Ispent much of my last review talking about how rare it is to find something weird and surprising in cinema. “Weird and surprising” could easily describe my favorite movies, as well as a large chunk of the Coen brothers’ cinematic canon. Joel and Ethan Coen have spent much of their career weaving stories of unconventional characters partaking in over-the-top antics. For those who love the brothers, each new movie provides another opportunity to saunter through their wonderful imaginations.
“The Ballad of Buster Scruggs” is an anthology of six different stories set in the Wild West. Each spans a wide range of tones and themes: There’s broad, dark comedy and incredible, jaw-dropping acts of violence. In fact, most of the stories told in the gorgeously filmed vignettes are infused with the brutality of frontier living, where happiness is fleeting and dying horribly feels like a foregone conclusion. It’s like the cinematic equivalent of a game of Oregon Trail.
The movie opens with titular Buster Scruggs, a white-clad singing cowpoke, making his way across dusty trails and rocky vistas. If people don’t already love Tim Blake Nelson, they will by the end of the segment. He’s the cheeriest, most-murderin’ son-of-a-gun ever committed to the cinematic medium. Buster’s story helps set up a theme that revolves around untimely demise. It’s like the Coens’ version of Seth McFarlane’s painfully unfunny “A Million Ways to Die in the West,” except it’s painful and occasionally funny.
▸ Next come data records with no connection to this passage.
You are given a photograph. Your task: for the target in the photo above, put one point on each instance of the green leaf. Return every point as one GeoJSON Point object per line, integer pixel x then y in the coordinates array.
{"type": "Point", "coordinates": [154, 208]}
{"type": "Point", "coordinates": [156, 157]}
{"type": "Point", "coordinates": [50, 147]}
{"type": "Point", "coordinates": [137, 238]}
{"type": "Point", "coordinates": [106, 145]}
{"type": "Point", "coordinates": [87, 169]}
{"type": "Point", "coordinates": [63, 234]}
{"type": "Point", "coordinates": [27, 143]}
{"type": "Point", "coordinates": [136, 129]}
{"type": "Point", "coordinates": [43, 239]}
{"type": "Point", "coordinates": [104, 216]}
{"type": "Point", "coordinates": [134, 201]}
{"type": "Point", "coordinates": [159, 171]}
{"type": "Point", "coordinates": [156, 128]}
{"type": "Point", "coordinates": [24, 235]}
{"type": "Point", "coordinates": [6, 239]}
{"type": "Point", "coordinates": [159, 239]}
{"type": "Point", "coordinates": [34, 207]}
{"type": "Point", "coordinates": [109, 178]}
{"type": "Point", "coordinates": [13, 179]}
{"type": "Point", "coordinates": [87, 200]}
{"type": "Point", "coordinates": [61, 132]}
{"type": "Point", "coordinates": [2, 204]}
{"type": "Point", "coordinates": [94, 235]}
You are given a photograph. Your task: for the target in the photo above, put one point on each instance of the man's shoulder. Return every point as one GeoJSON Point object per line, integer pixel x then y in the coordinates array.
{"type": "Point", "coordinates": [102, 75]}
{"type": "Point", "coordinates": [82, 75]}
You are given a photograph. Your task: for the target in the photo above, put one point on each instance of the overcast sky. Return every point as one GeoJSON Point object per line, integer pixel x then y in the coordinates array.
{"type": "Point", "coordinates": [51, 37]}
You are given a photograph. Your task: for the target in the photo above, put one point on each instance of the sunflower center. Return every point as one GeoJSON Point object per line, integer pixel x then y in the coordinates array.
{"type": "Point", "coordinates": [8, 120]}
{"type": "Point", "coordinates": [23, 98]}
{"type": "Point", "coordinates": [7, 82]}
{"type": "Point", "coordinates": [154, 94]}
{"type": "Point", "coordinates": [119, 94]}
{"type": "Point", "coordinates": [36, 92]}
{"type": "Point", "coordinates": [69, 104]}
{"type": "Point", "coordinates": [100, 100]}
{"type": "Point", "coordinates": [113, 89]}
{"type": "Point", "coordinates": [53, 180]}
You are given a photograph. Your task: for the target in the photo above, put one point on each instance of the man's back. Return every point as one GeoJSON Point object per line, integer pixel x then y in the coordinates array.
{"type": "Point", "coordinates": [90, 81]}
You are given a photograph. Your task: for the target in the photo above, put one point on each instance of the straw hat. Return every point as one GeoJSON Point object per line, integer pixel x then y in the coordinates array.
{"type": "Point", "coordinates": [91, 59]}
What really comes across here is how effectively the brothers tell stories without hitting audiences over the head with unnecessary details. They are masters of “show, don’t tell” and engage willing audiences to use their brains to fill in some of the intentional blanks—gaps in the story that are open to interpretation, to allow audiences to try and work out certain elements. I think I had a pretty clear understanding of how these six stories were connected and the overall theme of the movie. However, it was based on my own feelings and observations. The beauty of a film like “The Ballad of Buster Scruggs” is how different everyone will process the film altogether.
The movie is packed with great talent. James Franco turns up as a lackluster bank robber who ends up at the wrong end of the rope on multiple occasions. He’s featured in the most efficient and darkly hilarious of the six stories. It also features Stephen Root in the most chilling cinematic moment of 2018, clad in pots and pans, screaming “bad shot” as he hunts his prey.
Liam Neeson turns up as a grizzled, crusty manager who tours with a unique actor from town to town to try and make ends meet. The film’s final segment features a carriage full of talented character actors—Tyne Daly, Saul Rubinek, Chelcie Ross and Brendan Gleeson. Tom Waits even shows up under a thick layer of the dusty road, as a prospector in one of the less subtle segments.
This is the kind of movie streaming services like Netflix seem perfectly suited for. “The Ballad of Buster Scruggs” is unconventional and would have ended up in a handful of big-city theaters (oh, the irony) in limited release, making anyone outside of New York or Los Angeles impatient to see this oddball flick. On Netflix, we the weirdos, have instant access.
“The Ballad of Buster Scruggs” has few peers, cinematically speaking. It’s an extremely gorgeous piece of Western cinema. There are moments of laughter, tears and befuddlement. It is a movie I expect many will love but many more might find confounding. It’s rare to see a film that zips and zaps so broadly across the emotional spectrum. It’s a gift the Coen brothers have been continuing to master for over 30 years. For fans, Buster Scruggs is a welcome addition to their cast of cantankerous characters.